Morocco’s macroeconomic balances will sustain significant repercussions, he added, referring to the national budget deficit and the current account of the balance of payments. The General Treasury of Morocco recorded a budget deficit of $3 billion for the first half of 2020.
Morocco’s foreign trade deficit improved at the end of June, he continued, but remittances from Moroccans residing abroad and income from tourism and foreign investments sharply declined.
Foreign exchange reserves have improved thanks to foreign financing. Meanwhile, the foreign exchange market has stabilized without any intervention from Bank Al-Maghrib, Morocco’s central bank.
The current account deficit of the balance of payments at the end of 2020 will reach 8% of GDP, Benchaaboun predicted.
The Moroccan government implemented a finance law at the end of June 2020 in order to reform the economy. However, due to the COVID-19 pandemic, prolonged drought, and global economic recession, Benchaaboun admitted that Morocco has suffered a significant drop in fiscal resources compared to the Ministry of Economy’s preliminary estimates.
Current expenditures, he continued, are at the same level as preliminary estimates. He attributed this consistency to the measures the ministry and government have taken to support the Moroccan economy amid the unprecedented COVID-19 crisis.
In view of these developments, Benchaaboun expects the budget deficit to stand at 7.5% and the debt ratio at 75.5% of GDP.
The future of Morocco’s economy, however, remains dependent on the evolution of the COVID-19 epidemic in the coming months, the minister clarified.
Can the amended finance bill save Morocco’s economy?
Morocco is moving ahead with an amended version of the 2020 Finance Bill, which aims to establish sectoral conventions to relaunch Morocco’s COVID-19-battered economy. The conventions would consider the specific needs of every sector and the varied impacts of the COVID-19 crisis.

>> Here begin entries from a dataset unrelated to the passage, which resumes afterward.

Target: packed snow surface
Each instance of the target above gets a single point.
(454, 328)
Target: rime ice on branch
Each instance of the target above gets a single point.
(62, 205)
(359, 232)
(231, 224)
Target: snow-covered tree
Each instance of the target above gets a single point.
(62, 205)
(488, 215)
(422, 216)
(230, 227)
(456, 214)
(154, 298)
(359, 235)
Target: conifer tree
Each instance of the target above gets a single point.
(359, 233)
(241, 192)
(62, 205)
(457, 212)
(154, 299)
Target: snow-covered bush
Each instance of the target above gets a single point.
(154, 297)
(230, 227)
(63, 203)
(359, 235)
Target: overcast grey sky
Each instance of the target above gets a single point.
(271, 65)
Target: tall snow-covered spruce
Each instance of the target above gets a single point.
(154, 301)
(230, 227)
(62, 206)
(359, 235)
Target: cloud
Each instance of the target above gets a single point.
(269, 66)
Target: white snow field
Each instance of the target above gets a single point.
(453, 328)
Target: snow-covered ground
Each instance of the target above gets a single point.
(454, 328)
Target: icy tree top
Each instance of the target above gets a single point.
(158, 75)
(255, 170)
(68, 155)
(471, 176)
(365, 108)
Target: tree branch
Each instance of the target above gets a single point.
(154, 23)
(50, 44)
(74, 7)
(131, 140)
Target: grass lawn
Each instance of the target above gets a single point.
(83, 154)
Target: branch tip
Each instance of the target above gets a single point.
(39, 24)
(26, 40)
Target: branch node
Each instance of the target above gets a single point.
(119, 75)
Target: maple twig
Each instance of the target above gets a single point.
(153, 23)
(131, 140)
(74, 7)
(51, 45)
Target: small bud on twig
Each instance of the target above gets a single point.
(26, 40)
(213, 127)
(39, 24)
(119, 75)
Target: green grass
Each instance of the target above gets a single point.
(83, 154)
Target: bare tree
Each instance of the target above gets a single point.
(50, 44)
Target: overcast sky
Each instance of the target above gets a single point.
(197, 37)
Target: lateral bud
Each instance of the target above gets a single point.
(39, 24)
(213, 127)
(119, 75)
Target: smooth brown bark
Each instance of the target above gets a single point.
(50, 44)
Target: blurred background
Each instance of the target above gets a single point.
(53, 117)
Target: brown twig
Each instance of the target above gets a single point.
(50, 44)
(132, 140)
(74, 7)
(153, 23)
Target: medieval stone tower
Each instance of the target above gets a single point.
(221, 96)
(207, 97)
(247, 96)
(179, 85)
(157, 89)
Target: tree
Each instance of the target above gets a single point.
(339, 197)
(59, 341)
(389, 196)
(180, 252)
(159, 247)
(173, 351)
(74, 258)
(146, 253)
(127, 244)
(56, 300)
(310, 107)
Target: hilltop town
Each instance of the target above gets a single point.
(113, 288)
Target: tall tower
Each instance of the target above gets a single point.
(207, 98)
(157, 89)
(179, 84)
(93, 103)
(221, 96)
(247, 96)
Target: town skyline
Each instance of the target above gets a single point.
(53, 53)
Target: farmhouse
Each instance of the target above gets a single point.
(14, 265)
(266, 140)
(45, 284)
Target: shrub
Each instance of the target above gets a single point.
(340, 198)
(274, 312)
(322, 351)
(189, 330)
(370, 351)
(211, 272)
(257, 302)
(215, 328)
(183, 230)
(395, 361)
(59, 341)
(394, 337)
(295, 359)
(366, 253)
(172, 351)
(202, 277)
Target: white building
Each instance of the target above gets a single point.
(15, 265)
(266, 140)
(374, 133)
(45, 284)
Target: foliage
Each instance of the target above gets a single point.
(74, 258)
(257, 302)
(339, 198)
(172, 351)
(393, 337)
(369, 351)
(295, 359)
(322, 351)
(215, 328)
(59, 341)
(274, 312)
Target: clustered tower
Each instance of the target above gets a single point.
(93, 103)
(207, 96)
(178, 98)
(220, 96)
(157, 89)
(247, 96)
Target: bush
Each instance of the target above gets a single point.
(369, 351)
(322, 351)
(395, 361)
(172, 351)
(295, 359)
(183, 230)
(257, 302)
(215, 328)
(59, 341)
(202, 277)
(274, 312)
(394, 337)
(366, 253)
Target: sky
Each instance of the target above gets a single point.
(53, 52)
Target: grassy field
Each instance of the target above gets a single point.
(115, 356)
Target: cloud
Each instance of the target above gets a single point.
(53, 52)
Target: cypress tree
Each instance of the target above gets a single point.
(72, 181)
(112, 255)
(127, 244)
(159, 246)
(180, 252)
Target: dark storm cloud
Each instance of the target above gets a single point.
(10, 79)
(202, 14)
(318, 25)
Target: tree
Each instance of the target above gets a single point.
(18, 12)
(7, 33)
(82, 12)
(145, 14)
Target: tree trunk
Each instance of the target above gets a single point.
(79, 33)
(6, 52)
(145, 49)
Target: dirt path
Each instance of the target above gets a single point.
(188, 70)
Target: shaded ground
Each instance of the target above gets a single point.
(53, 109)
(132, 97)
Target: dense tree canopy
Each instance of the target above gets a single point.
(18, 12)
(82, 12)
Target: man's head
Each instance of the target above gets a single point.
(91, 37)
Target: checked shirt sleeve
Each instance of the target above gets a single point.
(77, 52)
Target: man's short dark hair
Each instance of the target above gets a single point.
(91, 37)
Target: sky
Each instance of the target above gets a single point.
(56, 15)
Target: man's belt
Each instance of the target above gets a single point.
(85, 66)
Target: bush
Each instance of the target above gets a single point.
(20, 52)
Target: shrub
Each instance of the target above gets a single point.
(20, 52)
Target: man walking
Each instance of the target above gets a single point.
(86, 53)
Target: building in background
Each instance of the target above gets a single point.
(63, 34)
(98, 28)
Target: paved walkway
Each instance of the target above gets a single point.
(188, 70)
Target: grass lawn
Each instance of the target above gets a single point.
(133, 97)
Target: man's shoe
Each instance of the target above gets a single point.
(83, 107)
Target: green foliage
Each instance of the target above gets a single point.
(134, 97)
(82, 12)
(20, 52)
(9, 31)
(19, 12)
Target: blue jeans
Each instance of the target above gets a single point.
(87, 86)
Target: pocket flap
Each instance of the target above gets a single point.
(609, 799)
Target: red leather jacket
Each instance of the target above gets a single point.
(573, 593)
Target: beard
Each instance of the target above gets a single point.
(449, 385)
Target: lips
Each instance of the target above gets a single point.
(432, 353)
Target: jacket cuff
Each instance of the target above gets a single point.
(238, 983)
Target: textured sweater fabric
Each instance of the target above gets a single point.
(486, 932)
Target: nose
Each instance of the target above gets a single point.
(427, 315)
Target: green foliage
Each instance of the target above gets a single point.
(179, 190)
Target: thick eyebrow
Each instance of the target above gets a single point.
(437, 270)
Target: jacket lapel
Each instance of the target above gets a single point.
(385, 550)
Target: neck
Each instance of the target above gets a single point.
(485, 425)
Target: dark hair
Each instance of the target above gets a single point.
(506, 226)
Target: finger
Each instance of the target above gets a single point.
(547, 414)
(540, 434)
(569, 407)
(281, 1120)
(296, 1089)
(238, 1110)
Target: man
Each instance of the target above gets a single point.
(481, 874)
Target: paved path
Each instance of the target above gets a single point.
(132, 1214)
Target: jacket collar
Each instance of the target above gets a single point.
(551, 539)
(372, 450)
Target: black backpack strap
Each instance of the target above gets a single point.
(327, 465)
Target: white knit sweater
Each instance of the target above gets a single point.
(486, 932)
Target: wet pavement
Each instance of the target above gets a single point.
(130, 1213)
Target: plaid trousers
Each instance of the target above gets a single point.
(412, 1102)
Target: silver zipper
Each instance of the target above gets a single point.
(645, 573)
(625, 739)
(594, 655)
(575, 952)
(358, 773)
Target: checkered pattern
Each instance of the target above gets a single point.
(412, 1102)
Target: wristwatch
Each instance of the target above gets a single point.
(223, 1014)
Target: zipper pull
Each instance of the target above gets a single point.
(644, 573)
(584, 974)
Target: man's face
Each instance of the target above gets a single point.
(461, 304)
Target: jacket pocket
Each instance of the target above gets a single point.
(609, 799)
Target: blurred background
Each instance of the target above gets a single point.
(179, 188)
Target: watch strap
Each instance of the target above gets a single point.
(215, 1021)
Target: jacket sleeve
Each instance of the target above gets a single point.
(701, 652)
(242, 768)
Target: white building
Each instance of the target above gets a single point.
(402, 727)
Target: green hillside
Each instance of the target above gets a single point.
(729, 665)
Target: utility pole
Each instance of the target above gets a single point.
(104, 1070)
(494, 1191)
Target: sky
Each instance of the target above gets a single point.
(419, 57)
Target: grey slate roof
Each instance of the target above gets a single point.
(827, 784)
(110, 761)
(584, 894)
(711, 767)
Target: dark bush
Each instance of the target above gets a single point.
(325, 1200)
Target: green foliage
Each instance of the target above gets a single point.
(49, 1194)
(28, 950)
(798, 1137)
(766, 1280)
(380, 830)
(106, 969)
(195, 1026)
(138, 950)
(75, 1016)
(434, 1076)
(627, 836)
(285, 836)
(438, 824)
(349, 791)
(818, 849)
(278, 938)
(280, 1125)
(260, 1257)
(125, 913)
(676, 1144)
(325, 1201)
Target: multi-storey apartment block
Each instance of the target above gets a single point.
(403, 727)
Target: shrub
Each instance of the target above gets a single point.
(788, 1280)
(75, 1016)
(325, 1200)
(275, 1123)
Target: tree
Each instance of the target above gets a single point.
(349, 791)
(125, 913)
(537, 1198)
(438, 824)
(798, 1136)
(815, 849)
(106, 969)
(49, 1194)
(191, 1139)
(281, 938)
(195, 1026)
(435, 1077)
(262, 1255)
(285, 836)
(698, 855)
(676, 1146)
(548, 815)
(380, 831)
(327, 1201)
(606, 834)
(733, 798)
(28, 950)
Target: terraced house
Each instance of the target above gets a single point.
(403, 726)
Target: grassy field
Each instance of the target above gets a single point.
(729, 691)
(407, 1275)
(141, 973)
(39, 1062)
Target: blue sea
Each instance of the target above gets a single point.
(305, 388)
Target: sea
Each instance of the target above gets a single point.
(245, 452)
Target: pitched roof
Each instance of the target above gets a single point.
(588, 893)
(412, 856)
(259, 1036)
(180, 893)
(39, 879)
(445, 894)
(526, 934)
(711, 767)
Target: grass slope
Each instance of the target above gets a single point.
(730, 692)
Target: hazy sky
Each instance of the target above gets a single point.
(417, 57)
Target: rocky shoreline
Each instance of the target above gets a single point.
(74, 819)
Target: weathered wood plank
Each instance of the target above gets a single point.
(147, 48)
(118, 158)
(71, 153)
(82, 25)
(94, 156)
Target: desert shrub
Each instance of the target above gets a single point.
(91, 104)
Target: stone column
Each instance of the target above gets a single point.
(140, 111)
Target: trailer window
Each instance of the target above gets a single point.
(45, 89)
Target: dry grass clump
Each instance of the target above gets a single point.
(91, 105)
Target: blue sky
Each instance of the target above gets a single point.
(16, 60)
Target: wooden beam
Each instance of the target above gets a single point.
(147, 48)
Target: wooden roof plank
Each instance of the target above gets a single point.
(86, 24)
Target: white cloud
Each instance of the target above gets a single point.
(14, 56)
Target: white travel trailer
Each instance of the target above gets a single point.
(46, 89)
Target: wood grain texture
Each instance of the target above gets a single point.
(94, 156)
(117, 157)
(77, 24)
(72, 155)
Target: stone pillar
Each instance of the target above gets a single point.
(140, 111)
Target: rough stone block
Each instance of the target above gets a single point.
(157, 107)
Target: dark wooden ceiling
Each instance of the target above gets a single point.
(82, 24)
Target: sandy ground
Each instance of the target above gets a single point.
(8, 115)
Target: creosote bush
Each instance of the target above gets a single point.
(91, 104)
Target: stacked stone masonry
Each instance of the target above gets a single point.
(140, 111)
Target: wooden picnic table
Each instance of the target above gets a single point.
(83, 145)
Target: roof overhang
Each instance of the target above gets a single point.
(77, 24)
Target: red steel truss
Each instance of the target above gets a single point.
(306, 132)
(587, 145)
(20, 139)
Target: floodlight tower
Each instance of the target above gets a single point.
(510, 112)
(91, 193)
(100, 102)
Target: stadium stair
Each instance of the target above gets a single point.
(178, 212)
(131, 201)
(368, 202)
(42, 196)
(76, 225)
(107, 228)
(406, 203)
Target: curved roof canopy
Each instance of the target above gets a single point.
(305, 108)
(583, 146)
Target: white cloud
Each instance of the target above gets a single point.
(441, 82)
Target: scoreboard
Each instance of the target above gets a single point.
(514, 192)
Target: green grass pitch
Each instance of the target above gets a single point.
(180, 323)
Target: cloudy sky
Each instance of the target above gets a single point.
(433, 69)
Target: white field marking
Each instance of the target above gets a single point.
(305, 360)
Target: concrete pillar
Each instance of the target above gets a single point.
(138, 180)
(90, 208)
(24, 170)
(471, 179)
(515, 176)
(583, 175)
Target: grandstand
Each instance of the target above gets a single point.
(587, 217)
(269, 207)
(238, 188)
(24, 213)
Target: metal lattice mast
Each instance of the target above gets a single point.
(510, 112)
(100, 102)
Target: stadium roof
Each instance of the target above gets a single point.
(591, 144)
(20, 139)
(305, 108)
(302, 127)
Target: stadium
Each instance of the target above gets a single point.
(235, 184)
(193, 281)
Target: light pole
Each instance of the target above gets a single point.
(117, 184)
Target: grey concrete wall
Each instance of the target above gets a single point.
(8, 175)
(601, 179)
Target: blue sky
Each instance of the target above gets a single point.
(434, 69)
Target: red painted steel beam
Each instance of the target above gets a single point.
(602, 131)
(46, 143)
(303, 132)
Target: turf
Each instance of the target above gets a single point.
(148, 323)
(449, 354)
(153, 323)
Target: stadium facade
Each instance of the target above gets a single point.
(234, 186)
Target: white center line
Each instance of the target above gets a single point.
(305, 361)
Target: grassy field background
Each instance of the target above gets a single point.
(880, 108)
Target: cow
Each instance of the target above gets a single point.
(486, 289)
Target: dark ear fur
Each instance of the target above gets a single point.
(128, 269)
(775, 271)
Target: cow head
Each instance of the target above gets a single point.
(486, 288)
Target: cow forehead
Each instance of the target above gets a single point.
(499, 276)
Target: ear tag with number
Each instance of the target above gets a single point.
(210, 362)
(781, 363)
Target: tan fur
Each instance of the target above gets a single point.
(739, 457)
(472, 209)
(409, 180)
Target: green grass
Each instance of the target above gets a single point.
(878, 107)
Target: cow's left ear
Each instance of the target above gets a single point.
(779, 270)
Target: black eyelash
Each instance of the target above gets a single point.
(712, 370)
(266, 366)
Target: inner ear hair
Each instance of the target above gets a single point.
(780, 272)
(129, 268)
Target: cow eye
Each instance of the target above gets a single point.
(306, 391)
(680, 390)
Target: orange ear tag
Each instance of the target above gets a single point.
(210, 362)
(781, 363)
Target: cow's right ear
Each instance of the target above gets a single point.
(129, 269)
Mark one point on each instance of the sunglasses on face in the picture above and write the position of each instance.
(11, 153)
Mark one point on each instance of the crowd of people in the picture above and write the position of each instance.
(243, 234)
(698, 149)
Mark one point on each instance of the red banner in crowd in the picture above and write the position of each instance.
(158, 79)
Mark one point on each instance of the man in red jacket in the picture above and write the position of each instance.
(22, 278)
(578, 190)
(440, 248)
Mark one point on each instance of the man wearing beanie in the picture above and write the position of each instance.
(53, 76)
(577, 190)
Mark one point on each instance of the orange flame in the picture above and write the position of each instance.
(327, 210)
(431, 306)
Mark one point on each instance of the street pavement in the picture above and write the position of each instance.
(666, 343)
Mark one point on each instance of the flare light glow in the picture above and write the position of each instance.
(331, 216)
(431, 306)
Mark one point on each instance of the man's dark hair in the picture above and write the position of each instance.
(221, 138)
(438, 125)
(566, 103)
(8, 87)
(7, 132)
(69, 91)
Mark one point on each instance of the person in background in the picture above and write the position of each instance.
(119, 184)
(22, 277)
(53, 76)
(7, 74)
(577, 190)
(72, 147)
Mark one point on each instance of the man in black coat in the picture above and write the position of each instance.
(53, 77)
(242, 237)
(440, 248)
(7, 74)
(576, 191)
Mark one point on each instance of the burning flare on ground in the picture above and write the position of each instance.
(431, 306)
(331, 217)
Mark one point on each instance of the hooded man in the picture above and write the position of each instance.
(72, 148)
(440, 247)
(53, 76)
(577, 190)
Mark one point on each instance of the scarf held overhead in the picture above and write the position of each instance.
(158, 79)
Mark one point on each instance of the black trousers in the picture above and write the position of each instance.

The amended finance bill includes $518 million to support businesses — including public enterprises — in their relaunch period.
Under the finance bill, Moroccan businesses are also set to benefit from loans with a maximal interest rate of 3.5%, a reimbursement period of seven years, a two-year grace period, and a state guarantee of the loans.
Administrative reforms in the bill include consolidating Morocco’s business climate by simplifying and digitizing administrative procedures and generalizing payment through electronic methods.
The preservation of jobs is a central element of the amended text. The bill is set to facilitate social and economic support for sectors in difficulty, such as transportation and tourism. It will also allow 80% of employees registered under the National Social Security Fund (CNSS) who are working in hard-hit sectors to keep their jobs.
The employment aspect of the bill is especially urgent as Morocco’s Ministry of Labor predicts a loss of 712,000 jobs and an unemployment rate of 14.8% in 2020. In May, the country’s unemployment rate reached 10.5%, with 1.292 million people out of work.
Morocco’s economy may face uncertainty, but the government’s top officials hold out hope for the future.
Head of Government Saad Eddine El Othmani announced Wednesday that Morocco is set to create more than 120,000 direct and indirect jobs over the next three years and attract more than $1.06 billion in foreign direct investment.
Although Morocco’s economy still has a long road to recovery, the head of government is confident the country can become a regional and African leader.